Propos recueillis par Ellen Yarrow
Mes parents sont nés en Ukraine, où ils ont grandi, sans toutefois ne jamais s’y sentir chez eux. Dès leur première rencontre à l’âge de 16 ans, ils rêvaient d’Israël. Ils écoutaient la radio israélienne, le volume très bas, et lisaient des livres sur Israël qu’ils copiaient à la main pour les passer à leurs amis juifs. Il ne faisait pas bon être Juif et sioniste en Ukraine à cette époque.
Heureusement, mes parents faisaient partie des chanceux qui sont parvenus à réaliser leur rêve. J’avais tout juste deux ans lorsqu’ils ont fait leur aliyah. La première année en Israël a été très difficile pour eux. Musiciens connus dans l’ancienne Union soviétique, ils étaient de purs étrangers en Israël. Malgré tout, ils aimaient ce pays, même plus que dans leurs rêves d’autrefois. Ils allaient même jusqu’à raconter à tout le monde que j’étais née au mauvais endroit, que j’étais Israélienne par nature. J’étais la seule oleh dans la classe, et même si tout le monde le savait, ils ne m’ont jamais traitée différemment des autres. Être acceptée représentait tout pour moi.
Après des années passées à courir pieds nus dans l’herbe, le temps est venu de revêtir l’uniforme de l’armée. On ne pouvait trouver de personne plus fière que moi et je ne m’attendais pas du tout à ce que la notion de « chez moi » change au terme de mon service militaire. La première année, j’ai enseigné l’hébreu à des soldats qui venaient d’immigrer en Israël. Ma base se trouvait dans le sud, et il me fallait des heures pour y aller, car j’habitais dans le nord.
Un beau jour, le désert m’est apparu comme tout ce qu’il y avait de plus romantique au monde. À ce moment-là, le sens que je donnais à l’expression « chez moi » s’est transformé une fois de plus. Mon foyer, c’était désormais le sable qui recouvrait mon pays.
Aujourd’hui, je suis une shlih’a, une jeune émissaire de l’État d’Israël en Amérique du Nord. Je suis loin de ma famille, de mes amis et de tout ce que je connaissais avant. Je ne parle pas l’hébreu tous les jours et, pourtant, je me sens chez moi. Israël est partout, dans mes salles de classe, dans ma cuisine, dans mes rêves, dans mes espoirs et dans ma nouvelle communauté.
Les immigrants représentent l’âme d’Israël! Pourtant, l’aliyah, et les défis qu’elle entraîne, notamment les besoins de s’intégrer à une nouvelle société, d’apprendre une nouvelle langue, de s’adapter à une nouvelle culture ou encore, de trouver du travail et une région où s’établir, engendrent des risques de taille. Lorsqu’à ces difficultés s’ajoutent de grandes différences de culture, d’éducation ou de moyens financiers, comme ce fut le cas pour les immigrants venant d’Éthiopie ou d’autres pays en crise, l’immigrant subit parfois de profonds bouleversements.
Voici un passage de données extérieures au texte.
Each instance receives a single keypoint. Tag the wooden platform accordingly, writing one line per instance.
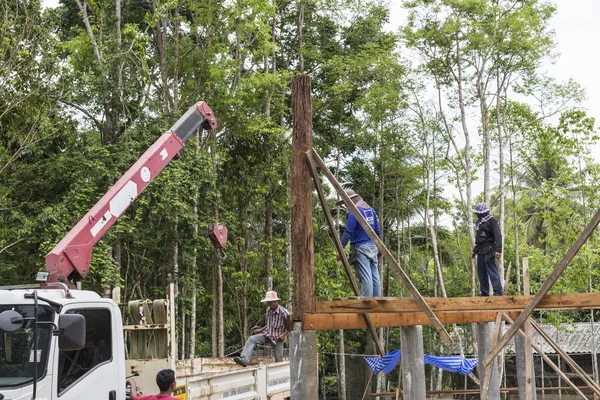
(394, 311)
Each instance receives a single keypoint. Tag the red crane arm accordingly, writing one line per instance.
(70, 259)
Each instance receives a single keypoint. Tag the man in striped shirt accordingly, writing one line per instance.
(273, 333)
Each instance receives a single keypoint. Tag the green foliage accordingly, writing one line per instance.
(80, 104)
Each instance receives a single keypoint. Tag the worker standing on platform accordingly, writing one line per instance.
(273, 333)
(488, 249)
(363, 252)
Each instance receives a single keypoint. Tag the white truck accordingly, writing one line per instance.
(58, 342)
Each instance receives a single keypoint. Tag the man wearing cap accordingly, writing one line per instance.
(273, 333)
(488, 249)
(363, 252)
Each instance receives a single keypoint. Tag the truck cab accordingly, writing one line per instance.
(94, 371)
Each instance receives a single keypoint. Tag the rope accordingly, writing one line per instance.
(351, 355)
(367, 388)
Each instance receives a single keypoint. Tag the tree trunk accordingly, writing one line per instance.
(243, 251)
(176, 274)
(195, 261)
(269, 239)
(215, 304)
(300, 29)
(342, 368)
(176, 58)
(161, 30)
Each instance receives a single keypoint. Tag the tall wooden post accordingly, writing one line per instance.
(303, 345)
(413, 363)
(484, 338)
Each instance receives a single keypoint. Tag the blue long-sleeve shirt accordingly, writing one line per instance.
(354, 233)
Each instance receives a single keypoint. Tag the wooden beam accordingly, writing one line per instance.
(324, 322)
(476, 391)
(529, 392)
(384, 251)
(340, 249)
(561, 301)
(546, 286)
(302, 223)
(304, 377)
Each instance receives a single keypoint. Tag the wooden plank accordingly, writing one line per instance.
(555, 367)
(303, 261)
(476, 391)
(149, 327)
(340, 249)
(527, 336)
(546, 286)
(324, 322)
(384, 250)
(582, 374)
(561, 301)
(495, 336)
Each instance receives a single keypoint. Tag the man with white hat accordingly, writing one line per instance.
(363, 252)
(273, 333)
(488, 249)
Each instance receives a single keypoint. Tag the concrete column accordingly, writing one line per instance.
(413, 363)
(521, 374)
(304, 378)
(484, 338)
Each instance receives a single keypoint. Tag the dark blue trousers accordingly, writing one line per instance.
(486, 267)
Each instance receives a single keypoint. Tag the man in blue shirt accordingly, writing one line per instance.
(363, 252)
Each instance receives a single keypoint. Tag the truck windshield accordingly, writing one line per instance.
(16, 348)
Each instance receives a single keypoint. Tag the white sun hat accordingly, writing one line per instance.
(270, 296)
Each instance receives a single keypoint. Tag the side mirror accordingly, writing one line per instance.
(10, 321)
(72, 328)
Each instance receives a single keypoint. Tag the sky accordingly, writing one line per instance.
(576, 24)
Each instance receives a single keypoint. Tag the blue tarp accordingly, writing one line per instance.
(388, 362)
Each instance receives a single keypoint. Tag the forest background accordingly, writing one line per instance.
(453, 107)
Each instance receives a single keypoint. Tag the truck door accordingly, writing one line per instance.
(92, 373)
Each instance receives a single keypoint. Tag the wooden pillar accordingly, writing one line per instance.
(525, 370)
(413, 363)
(303, 345)
(484, 339)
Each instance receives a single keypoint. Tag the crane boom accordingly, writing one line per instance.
(70, 259)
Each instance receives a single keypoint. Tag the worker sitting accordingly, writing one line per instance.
(273, 333)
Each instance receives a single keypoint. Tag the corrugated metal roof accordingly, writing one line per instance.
(573, 338)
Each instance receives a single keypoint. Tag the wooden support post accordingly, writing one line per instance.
(303, 345)
(529, 371)
(383, 249)
(171, 326)
(340, 250)
(413, 363)
(578, 370)
(484, 341)
(546, 286)
(548, 360)
(495, 336)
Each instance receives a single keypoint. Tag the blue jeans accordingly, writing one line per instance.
(486, 267)
(261, 339)
(367, 271)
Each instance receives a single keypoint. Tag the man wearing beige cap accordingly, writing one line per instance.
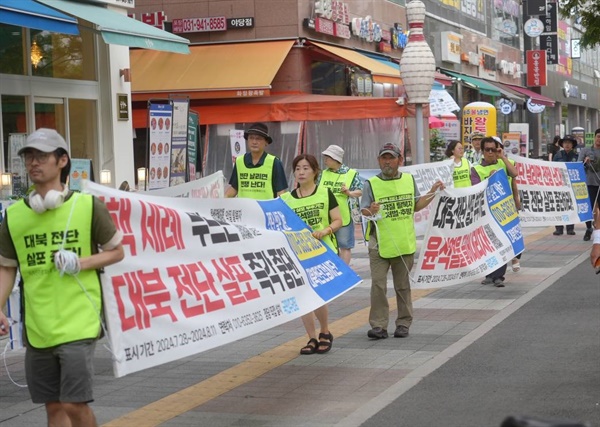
(391, 198)
(59, 240)
(345, 185)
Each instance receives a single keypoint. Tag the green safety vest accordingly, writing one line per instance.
(334, 181)
(314, 211)
(462, 174)
(57, 310)
(395, 230)
(255, 183)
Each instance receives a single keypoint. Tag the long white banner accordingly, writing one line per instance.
(471, 232)
(552, 193)
(200, 275)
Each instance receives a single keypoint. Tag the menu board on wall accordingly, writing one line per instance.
(179, 141)
(159, 160)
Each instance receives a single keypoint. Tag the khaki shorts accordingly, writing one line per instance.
(61, 374)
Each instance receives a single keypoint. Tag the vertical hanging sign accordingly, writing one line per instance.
(159, 162)
(179, 141)
(192, 144)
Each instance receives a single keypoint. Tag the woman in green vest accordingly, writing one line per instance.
(462, 167)
(324, 220)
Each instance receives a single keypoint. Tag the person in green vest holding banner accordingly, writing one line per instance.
(257, 174)
(494, 159)
(59, 240)
(345, 185)
(318, 208)
(390, 200)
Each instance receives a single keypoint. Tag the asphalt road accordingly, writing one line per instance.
(542, 361)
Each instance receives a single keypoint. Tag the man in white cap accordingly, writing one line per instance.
(391, 198)
(59, 240)
(345, 184)
(257, 174)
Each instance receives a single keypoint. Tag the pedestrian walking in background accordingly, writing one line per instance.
(390, 200)
(475, 155)
(461, 174)
(318, 208)
(61, 286)
(345, 184)
(493, 160)
(257, 174)
(590, 156)
(567, 154)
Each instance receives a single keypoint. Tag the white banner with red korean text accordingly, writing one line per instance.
(199, 275)
(209, 187)
(472, 232)
(552, 193)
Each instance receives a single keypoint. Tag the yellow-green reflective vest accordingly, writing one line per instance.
(334, 181)
(396, 229)
(314, 211)
(255, 183)
(57, 310)
(462, 174)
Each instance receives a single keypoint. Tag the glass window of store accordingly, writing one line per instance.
(30, 54)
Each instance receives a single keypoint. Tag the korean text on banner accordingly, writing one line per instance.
(472, 232)
(198, 275)
(552, 193)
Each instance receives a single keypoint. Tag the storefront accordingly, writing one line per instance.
(65, 65)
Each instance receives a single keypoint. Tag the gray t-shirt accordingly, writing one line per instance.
(592, 168)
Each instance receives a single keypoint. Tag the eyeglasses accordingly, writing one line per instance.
(39, 156)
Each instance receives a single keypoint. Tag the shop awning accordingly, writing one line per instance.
(119, 29)
(535, 97)
(382, 73)
(282, 108)
(236, 70)
(482, 86)
(29, 14)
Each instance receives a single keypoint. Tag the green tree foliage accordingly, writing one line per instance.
(587, 13)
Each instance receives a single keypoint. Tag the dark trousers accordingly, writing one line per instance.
(498, 274)
(593, 192)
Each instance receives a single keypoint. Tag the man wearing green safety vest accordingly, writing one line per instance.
(345, 184)
(391, 198)
(494, 159)
(257, 174)
(59, 240)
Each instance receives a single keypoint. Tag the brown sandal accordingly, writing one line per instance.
(326, 344)
(310, 347)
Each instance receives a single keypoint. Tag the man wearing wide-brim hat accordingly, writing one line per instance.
(346, 186)
(257, 174)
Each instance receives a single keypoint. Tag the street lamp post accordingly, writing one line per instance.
(417, 69)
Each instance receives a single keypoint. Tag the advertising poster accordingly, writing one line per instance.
(192, 145)
(159, 162)
(238, 144)
(179, 141)
(197, 275)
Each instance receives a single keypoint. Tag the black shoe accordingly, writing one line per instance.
(401, 332)
(377, 333)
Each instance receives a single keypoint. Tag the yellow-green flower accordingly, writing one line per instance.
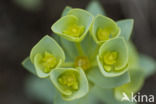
(113, 57)
(103, 29)
(46, 55)
(74, 26)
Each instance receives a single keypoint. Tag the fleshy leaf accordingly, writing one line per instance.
(74, 26)
(95, 8)
(126, 27)
(66, 10)
(113, 57)
(137, 80)
(147, 64)
(90, 98)
(70, 48)
(46, 55)
(133, 57)
(79, 91)
(40, 89)
(27, 64)
(104, 29)
(98, 79)
(89, 47)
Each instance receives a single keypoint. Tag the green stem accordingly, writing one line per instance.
(95, 52)
(79, 48)
(67, 64)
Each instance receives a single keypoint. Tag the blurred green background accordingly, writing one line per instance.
(24, 22)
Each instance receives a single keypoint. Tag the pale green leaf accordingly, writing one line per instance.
(27, 64)
(126, 27)
(137, 80)
(95, 8)
(48, 44)
(107, 96)
(98, 79)
(147, 64)
(106, 24)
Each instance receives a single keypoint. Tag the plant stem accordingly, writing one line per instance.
(68, 64)
(79, 48)
(95, 52)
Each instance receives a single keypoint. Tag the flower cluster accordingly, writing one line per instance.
(86, 51)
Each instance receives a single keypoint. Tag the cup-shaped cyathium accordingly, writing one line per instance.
(74, 26)
(46, 55)
(113, 57)
(70, 82)
(104, 28)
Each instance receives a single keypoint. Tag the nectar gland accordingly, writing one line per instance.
(48, 62)
(74, 30)
(110, 59)
(69, 80)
Les centres d’intégration de l’Agence juive sont répartis dans tout l’État d’Israël, y compris dans la région de Beersheva-B’nai Shimon, partenaire de Montréal. Ils fournissent à des milliers d’olim leur premier logement, pour la difficile période de transition qui suit leur arrivée. Les centres d’intégration représentent beaucoup plus que de simples bâtiments. Ils subviennent aux besoins matériels des nouveaux venus tout en leur donnant les outils dont ils ont besoin pour devenir autonomes et pour s’acclimater, et ce, dans un environnement protégé et à l’abri du stress.
En plus d’offrir toit et soutien, les centres d’intégration proposent des cours d’hébreu oulpan aux immigrants afin que ceux-ci acquièrent un niveau de compétence suffisant pour travailler. Ils les initient également à la culture et aux traditions juives, organisent des célébrations communautaires de fêtes juives ainsi que des excursions vers des sites d’intérêt religieux, historique ou national. Enfin, des services de garderie et de maternelle libèrent les parents qui désirent prendre part à des programmes d’orientation, assister à des ateliers de recherche d’emploi et à des conférences sur les possibilités d’emploi et de formation.
La Fédération CJA, en collaboration avec l’Agence juive et le Keren Hayessod – Appel unifié pour Israël, appuie les activités qui font la promotion de l’aliyah et la facilitent. Une intégration réussie fait en sorte que les olim restent en Israël et contribuent au développement continu de l’État, renforçant ainsi la société dans son ensemble. En soutenant ces programmes, la Fédération CJA procure des outils inédits qui assurent une intégration réussie à long terme.
Depuis sa création en 1948, Israël a vu sa population presque décupler pour atteindre 7,7 millions d’habitants. Pendant cette période, le pays a absorbé plus de 3 millions d’immigrants.